Terrible Twos??? HA!! They lie!!

The phrase “Terrible Twos” is a big lie as far as I’m concerned. They twos are easy in comparison to the %(^&* Fours!!!  Age four is starting to make me consider working full time!!  Basically since Halloween and the onset of winter, DD has been utterly miserable to live with.  Everything “bugs” her. Winter boots, winter coat, mittens, toque, her seatbelt, her brother, 90% of her clothes…. you name it. I’m sure some of you have been through this, so I’d love some ideas as to how to handle it without completely losing my mind!

I understand her hate of winter – its not my favorite either. The dark, the cold, the layers of clothes. So I try VERY hard to be sympathetic, but my patience is wearing thin. Getting out the door on time to get DS to school has been virtually impossible. It takes at least 5 minutes alone to get her boots, sock and pants lined up just right so they don’t bug her. Then we get to the car, and its an ordeal to get the coat tucked under her just right so we can put on the seatbelt. All this accompanied by screaming, crying and complete distain of me and how I’m trying to help her. DEEP BREATHS.

Now you may be thinking “Why doesn’t she just MAKE her DD do all this?” Believe me, I’ve tried. I am NOT a pushover Mom. In fact my DS lovingly calls me “hard core”.  And I’m proud of that. I have high expectations for my kids and their behaviour. Time outs and loss of privileges are NOT foreign occurrences in our house. I have taken time and things away from her. I have marched her straight back into the house for a time out when time is not of the essence. I have left her in the house to get herself ready while DS and I wait in the car. None of this has worked. I know this is just a stage, and this too shall pass, and all that. But in the meantime, I feel like I’m beating my head against a brick wall.

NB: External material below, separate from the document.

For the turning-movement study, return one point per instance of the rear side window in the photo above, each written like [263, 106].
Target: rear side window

One of the biggest frustrations for me is that usually, she is my sunshine girl. She’s happy, easy going, enthusiastic and really funny. I miss that girl. Right now she is choosing to be miserable. I picked her up from gymnastics the other day. She LOVES gymnastics. I asked her how it was, and she started getting really excited telling me about it. At which point she realized she was excited, stopped, pulled herself back and informed me “but it was boring”.

I want her to learn to cope, to handle the tough things in life (even if it is only a wrinkly sock), and to be a positive person. These are important life skills, and if she doesn’t start to learn them now, its only going to get harder.  My DS was completely impossible at age 3. To the point that I considered taking him to a child psychologist. We got through it, and he’s turning into the neatest, smartest and funniest boy I know. So, yup, this too shall pass and my sunshiney girl will come back. In the mean time, pass the wine. I’m gonna need it.